Arma lucis – Zbroja światła

Jesteśmy – mimo woli – pokoleniem bohaterów. W ciągu półwiecza wieku XX spędziliśmy wśród szczęku broni dziesiątki lat. Patrzyliśmy na ludzi uzbrojonych po zęby, jak zalegali okopy; muzyką naszą są armaty, bomby i karabiny maszynowe. Widzieliśmy tysiące poległych żołnierzy, przeżyliśmy śmierć olbrzymów, dyktatorów, autokratów, jednowładców. Rządy zmieniały się w oczach naszych jak liście na drzewach… Czyż może nam coś imponować? Przestaliśmy się bać luf karabinów i armat. Człowiek uzbrojony nie budzi w nas ani lęku, ani… szacunku. Co więcej, bardziej bohaterski wydaje się nam być człowiek bezbronny niż uzbrojony. Śmiesznie wygląda „żołnierz z bronią”, gdyż człowiek, którego zawodową cnotą ma być męstwo, powinien wystąpić do walki z gołymi rękoma jak Dawid…

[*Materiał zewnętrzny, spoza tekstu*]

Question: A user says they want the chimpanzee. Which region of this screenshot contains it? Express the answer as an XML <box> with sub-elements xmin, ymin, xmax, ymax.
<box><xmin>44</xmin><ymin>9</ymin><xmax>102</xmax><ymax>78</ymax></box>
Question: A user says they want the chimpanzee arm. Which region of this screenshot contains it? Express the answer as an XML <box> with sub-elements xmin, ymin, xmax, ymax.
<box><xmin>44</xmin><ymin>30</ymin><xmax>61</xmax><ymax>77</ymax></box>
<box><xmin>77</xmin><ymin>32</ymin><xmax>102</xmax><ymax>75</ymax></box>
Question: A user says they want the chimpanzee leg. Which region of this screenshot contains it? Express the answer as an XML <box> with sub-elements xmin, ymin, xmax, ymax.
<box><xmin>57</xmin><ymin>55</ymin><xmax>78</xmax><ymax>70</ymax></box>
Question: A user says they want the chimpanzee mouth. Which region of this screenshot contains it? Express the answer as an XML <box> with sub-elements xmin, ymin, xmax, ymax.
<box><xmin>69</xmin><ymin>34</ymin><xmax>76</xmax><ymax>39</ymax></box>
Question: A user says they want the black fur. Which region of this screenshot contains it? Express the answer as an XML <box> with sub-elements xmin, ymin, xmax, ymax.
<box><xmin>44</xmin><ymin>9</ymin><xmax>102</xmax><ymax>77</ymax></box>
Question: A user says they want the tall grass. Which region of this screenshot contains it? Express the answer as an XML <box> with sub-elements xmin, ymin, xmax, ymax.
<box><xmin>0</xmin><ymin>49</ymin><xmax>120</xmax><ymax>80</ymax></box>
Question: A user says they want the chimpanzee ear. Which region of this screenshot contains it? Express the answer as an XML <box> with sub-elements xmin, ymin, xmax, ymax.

Czekamy teraz na mocarzy myśli, woli, serca, cnoty… Tylko tych zdolni jesteśmy szanować. Tylko ci są godni stanąć w szranki walki – o lepsze… Abiciamini opera tenebrarum et induamini arma lucis („Odrzućcie dzieła ciemności i przyobleczcie się w zbroję światła”).

sługa Boży Stefan Wyszyński

Sługa Boży kard. Stefan Wyszyński († 1981), prymas Polski. (Stoczek, 1.08.1954 r., w: „Z głębi duszy. Kalendarzyk łaski”, Wyd. Soli Deo, Warszawa 2019).